«Mobilité bruxelloise, il y a urgence»: lettre à MM. et Mme les ministres

C’est avec un grand soulagement que nous avons appris le maintien de l’usine automobile Audi, en Belgique, suite aux efforts réalisés par le fédéral et les Régions. Si nous vous écrivons, ce lundi matin, c’est pour vous implorer de rééditer cet exercice au service de la mobilité belge.

Il y a urgence – et c’est sans doute ce qui est le plus inacceptable dans ce dossier. Ce qu’on aurait dû et pu gérer avec prévoyance, tourne à la course contre la montre à Bruxelles, où la chute à répétition de blocs de béton dans les tunnels met en danger la sécurité des automobilistes.

La (nouvelle) fermeture du tunnel Léopold II, ce dimanche après-midi, après celle pour un an du tunnel Stéphanie décidée sans sommation vendredi, laisse sans voix. Mais comment n’a-t-on a rien vu venir ! Mais quelle image donne de lui ce pays où tout semble se fissurer, des centrales nucléaires frontalières aux tunnels de la capitale de l’Europe ? On ne pourra pas faire l’impasse sur les (ir)responsabilités mais, dans l’instant, l’urgence est aux solutions. Et pas seulement, nous vous en conjurons, pour parer au plus pressé.

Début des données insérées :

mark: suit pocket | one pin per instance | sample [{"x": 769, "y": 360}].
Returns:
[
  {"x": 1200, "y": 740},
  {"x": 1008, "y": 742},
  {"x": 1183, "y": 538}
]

Ce week-end, la mobilité belge a sombré dans le ridicule – avant de nous plonger dans le chaos ? Quel est le danger encouru par les automobilistes qui vont se risquer, dès ce lundi, dans les tunnels ? Ne doit-on pas fermer tout le réseau pour un an ? Pour toujours ? La réponse intéresse les Bruxellois, les Flamands et les Wallons qui rallient la capitale. Mais les tunnels ne sont pas tout. La cerise sur le gâteau de la mobilité est venue ce week-end du RER, dont les lignes wallonnes reliant la capitale ne verraient pas le jour, faute d’argent dans la caisse ad hoc.

Fédéral – Régions : la guerre est ouverte

A écouter les réactions politiques ce week-end, nous ne pouvons cacher notre inquiétude. La guerre est plus que jamais ouverte entre le fédéral et les Régions (en particulier avec Bruxelles). On s’insulte, ouvertement ou pas, en espérant des deux côtés utiliser cette occasion pour neutraliser définitivement l’adversaire.

Fermeture du tunnel Stéphanie : les politiques « inquiets » et « étonnés »

Please ! N’y a-t-il pas moyen de faire d’un mal un bien, en gérant « ensemble » les enjeux. Non !, on ne peut pas accepter que M. Vervoort se résigne à ce qu’il soit trop tôt (!) pour mettre en chantier la solution optimale pour les tunnels. Non !, on ne peut accepter que la SNCB n’ait pas les moyens de boucler les lignes wallonnes du RER, l’alternative par excellence à la congestion automobile. Non !, on ne peut pas accepter d’attendre – jeudi (!) – la réunion du gouvernement bruxellois pour avoir des précisions sur le plan « tunnels ». Et non !, on ne peut se résoudre à ce que le fédéral s’en lave les mains.

Et pourquoi pas une grande réunion initiée cette semaine par le Premier ministre, avec les Régions, où RER, avenir de la SNCB, tunnels/viaduc bruxellois et tous les enjeux de mobilité sont mis sur table, dans le but d’élaborer une vision commune budgétaire, technique et sociétale de ce plan global mobilité avec, en parallèle, dès ce lundi, une communication d’urgence bruxelloise pour les tunnels ?

Il y va – hélas ! – dans l’immédiat de la sécurité des automobilistes mais, à plus long terme, de la mobilité des travailleurs, de la compétitivité de l’économie et de la durabilité de notre environnement. Trois raisons impératives pour les politiques d’arrêter de se quereller et pour de nouveaux « Audi » de miser sur la Belgique.